The Ventura City Council this week breathed new life into plans by two nonprofit agencies to provide shelter for the homeless.
In a unanimous vote Monday, the council gave $200,000 toward Project Understanding's beleaguered proposal to convert an old Ventura Avenue apartment building into a shelter for homeless families.
At the same time, the council gave another $200,000 to help expand the financially troubled Zoe Christian Center in Oxnard, the only permanent emergency shelter for Ventura County's estimated 2,000 to 4,000 homeless.
"The city of Ventura, by doing this, will hopefully be an example to the rest of the communities in the county," Councilman John Sullard said. "It's all of our problems."
The grants culminated several months of speculation over who would receive money from the city, which last fall offered to help fund proposals aimed at helping homeless families.
The most controversial of the proposals was the $1.7-million plan by Project Understanding to relocate 14 families living in the De Anza Hotel on Ventura Avenue and convert the building into an 84-bed shelter serving 21 families.
News of the project last month sparked the ire of the dozens of low-income tenants, some of whom had once been homeless themselves, as well as nearby merchants who complained that such a facility would scare away customers.
Project Understanding officials themselves began to grow angry as they watched deadlines for several federal grants slip away while they waited for the city to commit to the project.
Finally, frustrated by the costly and time-consuming process, Project Understanding's executive director, Pat Driskell, sent a letter to the council March 29 withdrawing the proposal.
'Out of Our League'
"We were out of our league when we chose to respond" to the city's request for proposals, the letter stated. "And the league we were invited to enter is not one we choose to join."
Driskell, however, said he changed his mind in subsequent weeks at the urging of city officials and the Cabrillo Economic Development Corp., the Saticoy-based low-cost housing developer that agreed to be a partner in the venture.
"Our decision to withdraw was naive and premature," Driskell said. "It was a mistake, plain and simple."
He said the city grant would allow his group, which has been serving the county's poor for more than a decade, to still apply for matching funds under a state program. The County Board of Supervisors gave the group another $74,000 on Tuesday.
"It was costly and unfortunate to have the delay, but all was not lost," said Driskell, adding that residents would be notified within six months about relocation. Project Understanding and Cabrillo have offered to pay about $4,800 in relocation compensation per apartment, a sum they say would be sufficient to land the tenants in at least equal, if not much improved, living quarters.
Council members said they favored the Project Understanding and Zoe proposals over other competitors because the two groups are already providing services to the homeless and would be able to quickly translate the $200,000 grants into additional beds.

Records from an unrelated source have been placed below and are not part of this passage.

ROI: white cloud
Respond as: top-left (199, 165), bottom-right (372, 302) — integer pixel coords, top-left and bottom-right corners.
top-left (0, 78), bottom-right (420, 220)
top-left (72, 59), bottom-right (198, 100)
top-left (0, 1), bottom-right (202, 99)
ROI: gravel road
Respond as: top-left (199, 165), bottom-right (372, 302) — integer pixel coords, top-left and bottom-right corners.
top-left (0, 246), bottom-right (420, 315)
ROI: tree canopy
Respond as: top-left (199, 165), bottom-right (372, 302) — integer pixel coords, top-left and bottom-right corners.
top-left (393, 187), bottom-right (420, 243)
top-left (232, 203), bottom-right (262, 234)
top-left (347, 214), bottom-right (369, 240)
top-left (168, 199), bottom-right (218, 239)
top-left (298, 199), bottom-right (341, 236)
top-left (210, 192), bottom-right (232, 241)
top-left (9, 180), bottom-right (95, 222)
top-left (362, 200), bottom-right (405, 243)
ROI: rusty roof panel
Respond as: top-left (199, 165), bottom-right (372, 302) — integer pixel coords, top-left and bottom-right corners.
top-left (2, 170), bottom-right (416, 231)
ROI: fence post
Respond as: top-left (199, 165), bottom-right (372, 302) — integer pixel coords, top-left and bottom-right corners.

In fact, debate at the Monday meeting focused not on the Project Understanding shelter, but the wisdom of granting money to the Zoe shelter in Oxnard.
Councilman Richard Francis, despite voting in favor of the grants, said he was uncomfortable giving scarce funds to a project in another city. In addition, he said, the grant to Zoe "smacks of a bus-ticket mentality . . . that we will just send our homeless to Oxnard and let them live there."
But Councilwoman Nan Drake defended a regional approach.
"One thing we tried to do was not be so parochial," she said. "We know the needs of Ventura . . . but we were trying to reach a little further than that."
Zoe on Tuesday also received $8,800 from the Oxnard City Council to make two months of back rent payments. Council members turned down a request for an additional $11,200 to help with operating expenses.
Council members said they would consider a loan for that sum if shelter officials resubmitted an application that detailed their plans for the money.
"We just can't say, 'Yeah, here it is,' without knowing what it's going to be used for," Mayor Nao Takasugi said.
Times staff writer Meg Sullivan also contributed to this story.